Global population had doubled in the last 50 years alone, he told us. And farming has taken over just 12% more land in that time. And with the population set to rise to 9 billion by 2050, the pressure to grow more on less land and with no more water, is increasing exponentially.
He went on to point out just how important farming was in the UK. It is still the UK largest manufacturing industry and employs a huge 14% of the entire UK workforce. And yet we still only 60% self sufficient in food supplies - down from its peak of 87% in the early 1990s. Today we import food from every continent, even the humble Kit-Kat he pointed out requires ingredients from at least 6 different countries. Yet here in the UK we have one of the most skilful and competent agricultural workforces in the world - capable of producing food to some of the highest health and safety and animal welfare standards, seen anywhere.

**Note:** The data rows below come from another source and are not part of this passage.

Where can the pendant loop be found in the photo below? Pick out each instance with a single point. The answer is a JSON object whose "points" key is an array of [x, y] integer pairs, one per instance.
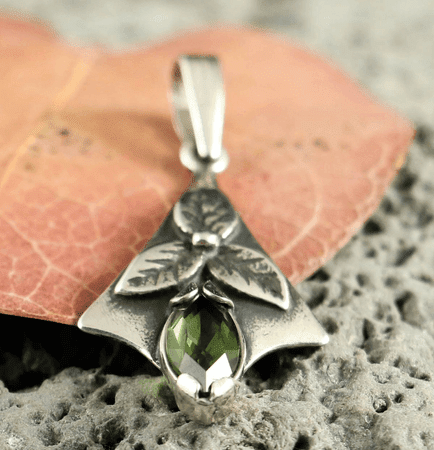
{"points": [[199, 99]]}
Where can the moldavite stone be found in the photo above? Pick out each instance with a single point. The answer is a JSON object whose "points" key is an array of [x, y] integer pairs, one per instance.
{"points": [[203, 341]]}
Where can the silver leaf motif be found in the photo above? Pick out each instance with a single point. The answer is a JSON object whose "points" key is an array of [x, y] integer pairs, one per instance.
{"points": [[160, 267], [205, 210], [251, 273]]}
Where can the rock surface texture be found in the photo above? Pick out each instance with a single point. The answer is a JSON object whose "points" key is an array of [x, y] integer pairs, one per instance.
{"points": [[372, 386]]}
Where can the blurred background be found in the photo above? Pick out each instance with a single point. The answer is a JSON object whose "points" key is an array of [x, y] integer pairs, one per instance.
{"points": [[386, 45]]}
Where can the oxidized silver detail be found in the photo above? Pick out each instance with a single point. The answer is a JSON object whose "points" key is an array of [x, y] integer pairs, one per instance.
{"points": [[202, 246], [215, 403], [205, 210]]}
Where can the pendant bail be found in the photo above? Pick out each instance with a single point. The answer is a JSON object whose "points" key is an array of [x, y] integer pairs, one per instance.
{"points": [[198, 98]]}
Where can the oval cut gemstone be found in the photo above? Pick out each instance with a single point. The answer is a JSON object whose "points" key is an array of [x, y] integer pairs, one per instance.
{"points": [[203, 341]]}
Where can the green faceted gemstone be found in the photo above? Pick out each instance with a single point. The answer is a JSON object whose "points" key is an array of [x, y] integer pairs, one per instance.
{"points": [[203, 341]]}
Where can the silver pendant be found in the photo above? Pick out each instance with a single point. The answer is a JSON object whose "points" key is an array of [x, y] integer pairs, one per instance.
{"points": [[203, 301]]}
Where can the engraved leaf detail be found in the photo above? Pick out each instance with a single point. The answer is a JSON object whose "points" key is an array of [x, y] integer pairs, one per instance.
{"points": [[205, 210], [160, 267], [251, 273]]}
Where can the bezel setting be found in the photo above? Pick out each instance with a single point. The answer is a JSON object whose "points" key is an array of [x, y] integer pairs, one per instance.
{"points": [[214, 404]]}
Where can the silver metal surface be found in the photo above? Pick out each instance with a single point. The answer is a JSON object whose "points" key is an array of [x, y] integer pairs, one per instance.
{"points": [[203, 247], [198, 98]]}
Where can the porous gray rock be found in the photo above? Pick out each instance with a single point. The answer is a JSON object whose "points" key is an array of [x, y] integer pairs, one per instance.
{"points": [[372, 386]]}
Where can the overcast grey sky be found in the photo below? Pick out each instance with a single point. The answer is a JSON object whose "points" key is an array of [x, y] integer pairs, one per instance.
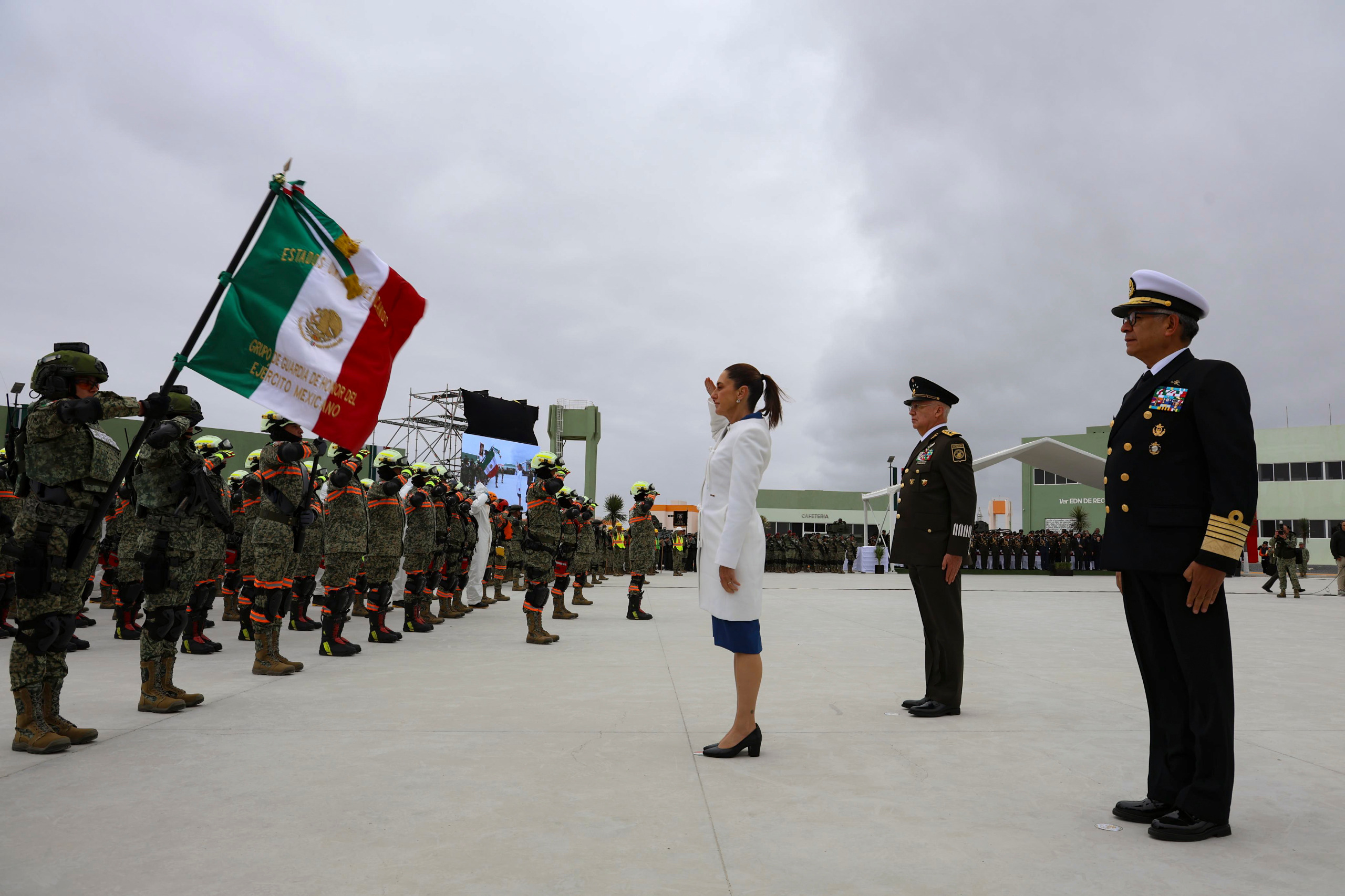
{"points": [[613, 201]]}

He argued that agriculture will be the industry most affected by BREXIT but that it need not be a negative affect. If the UK Government can put in place the right regulatory and support framework for the industry after BREXIT, there is no reason that it can't be as successful in future, as it has in the past.
Speaking after lunch the Master welcomed his fellow Masters and their Clerks and thanked his guest speaker. He was, he said, equally passionate about the agricultural industry, and went on to echo in his own words many of the topics touched on by Mr Wilkinson.
Whilst the Worshipful Company of Farmers was he said, one of the 'Modern Livery Companies', the industry the Company represents was an ancient one. It is he continued, an important source of employment and we are the shapers, moulders, protectors and preservers of the British countryside. Never-the-less we have become disconnected from our consumers.
The public has little appreciation of what 'good food' really is, and even less of where it comes from and how it is grown. We consume more processed food in the UK than any other country in Europe. And in the way we live now we are creating a generation of children that has little or no interest in where their food comes from, or what farming is really like - and have instead an image of the rural idyll, that any farmer will tell you is very far from the truth.
He spoke passionately about the need to reconnect real farming and real food to the consumer and although he conceded, there will be less farmers in future than there are now, they will be even more essential to financial and physical wellbeing of our nation.
He finished with the rousing statement that Farming makes a Difference and so we hope does the Worshipful Company of Farmers.